一般企業に勤めていたのですが、元々福祉系の大学出身だったこともあり、精神保健福祉士に興味を持っていました。勤めていた企業でも障害者が一緒に勤めており、仲の良い同僚の中にもハンディキャップを持っている方もいました。一緒に仕事をする中で、仕事に対しての姿勢や体験を通じて得る気持ちはお互い同じもので、私と何も変わらないということを実感していました。
ただ、障害者が今の社会における生活のし辛さというものが同時に伝わり、「一緒に何かできないか」と考えているうちに、進む道を変える決意が生まれました。
ソーシャルワークは広い意味では何らかの障害を持っている方の社会生活を支援する仕事です。当院では、精神保健福祉士が働いている部門が医療相談室、訪問看護、精神科デイケア、生活訓練施設川口ハイツの4つあります。
私が所属している部門は医療相談室になるのですが、入院・受診の相談窓口や退院支援、ご本人様・ご家族様、他機関との連絡調整も担っています。
当院外来に受診していた患者様で、行政職員と一緒に支援に取り組んだエピソードがあります。

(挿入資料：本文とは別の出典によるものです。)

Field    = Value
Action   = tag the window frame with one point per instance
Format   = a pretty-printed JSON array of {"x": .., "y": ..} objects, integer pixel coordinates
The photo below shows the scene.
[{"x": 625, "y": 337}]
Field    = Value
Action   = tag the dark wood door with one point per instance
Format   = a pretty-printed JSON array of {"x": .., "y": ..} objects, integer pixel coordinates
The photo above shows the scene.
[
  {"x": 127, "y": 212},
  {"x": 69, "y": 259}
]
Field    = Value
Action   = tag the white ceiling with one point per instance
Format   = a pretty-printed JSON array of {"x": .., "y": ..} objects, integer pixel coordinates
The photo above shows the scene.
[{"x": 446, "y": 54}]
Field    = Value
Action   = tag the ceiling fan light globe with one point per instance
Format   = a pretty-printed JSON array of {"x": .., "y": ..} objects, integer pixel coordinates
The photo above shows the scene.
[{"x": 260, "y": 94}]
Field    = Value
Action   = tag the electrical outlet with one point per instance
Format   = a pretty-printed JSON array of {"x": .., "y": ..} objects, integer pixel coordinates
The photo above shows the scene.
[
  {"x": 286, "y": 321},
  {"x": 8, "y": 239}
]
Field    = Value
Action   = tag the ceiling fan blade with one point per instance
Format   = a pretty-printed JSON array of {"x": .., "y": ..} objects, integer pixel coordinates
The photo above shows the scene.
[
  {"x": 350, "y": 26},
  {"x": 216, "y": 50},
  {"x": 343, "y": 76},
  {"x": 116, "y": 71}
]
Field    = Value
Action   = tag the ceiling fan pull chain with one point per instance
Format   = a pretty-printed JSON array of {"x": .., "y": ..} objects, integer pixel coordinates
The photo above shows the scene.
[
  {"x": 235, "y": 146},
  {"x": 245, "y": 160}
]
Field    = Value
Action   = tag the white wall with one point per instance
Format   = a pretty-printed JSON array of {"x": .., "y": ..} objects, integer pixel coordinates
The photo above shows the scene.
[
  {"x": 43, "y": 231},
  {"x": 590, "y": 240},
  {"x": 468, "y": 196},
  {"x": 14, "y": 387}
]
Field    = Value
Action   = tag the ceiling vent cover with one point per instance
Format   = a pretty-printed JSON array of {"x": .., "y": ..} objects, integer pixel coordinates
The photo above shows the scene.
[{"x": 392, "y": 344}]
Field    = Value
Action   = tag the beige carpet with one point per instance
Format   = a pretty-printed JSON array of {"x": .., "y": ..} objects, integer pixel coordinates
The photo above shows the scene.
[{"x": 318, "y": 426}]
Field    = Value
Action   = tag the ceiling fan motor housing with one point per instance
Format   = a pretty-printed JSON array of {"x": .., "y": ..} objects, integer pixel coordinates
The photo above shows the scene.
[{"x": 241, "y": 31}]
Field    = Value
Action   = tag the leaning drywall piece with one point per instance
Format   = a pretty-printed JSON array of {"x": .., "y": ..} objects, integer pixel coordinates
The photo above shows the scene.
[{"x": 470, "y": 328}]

ご本人自身は病気という認識がなく、当初は病状として、自分を傷つけてしまうこともありました。関わっていくうちに少しずつ心を開いてくれるようになり、信頼関係が出来てくるとご本人から私に話しかけてくれるようになりました。自立に向けての練習として精神障害者グループホームでの生活の話が進んだ頃には、症状がだいぶ落ち着いていて、自分の感情をしっかりと言語化、コントロールできるくらいまで回復していました。
精神障害者グループホームへ入居し、外来先も変わり、ケースは終了となりました。数ヶ月後ご本人が入居しているグループホームの職員と別件で連絡することがあり、その時にご本人が私と話したいとの強い希望でお話ししました。その時の電話で本人が「平山さんに出会えて良かった。」と言ってくれました。
自分が何かしたという達成感よりも、目標に向かって一緒に嬉しいことや辛いことを共有できたこと、ご本人が成長していく過程を傍で感じることが出来て嬉しく思い、精神保健福祉士という仕事をやっていて良かったと心から思えました。
当院は様々な部門でソーシャルワーカーとして活躍できると思います。院内はもちろん、他機関との連携も充実しています。また、上司・先輩・同僚にも恵まれており、相談しやすい環境です。
患者様・ご家族様の人生に関わる業務なので、仕事上とてもシビアな面もありますが、自身の成長にも繋がり、やりがいを感じて働ける職場です。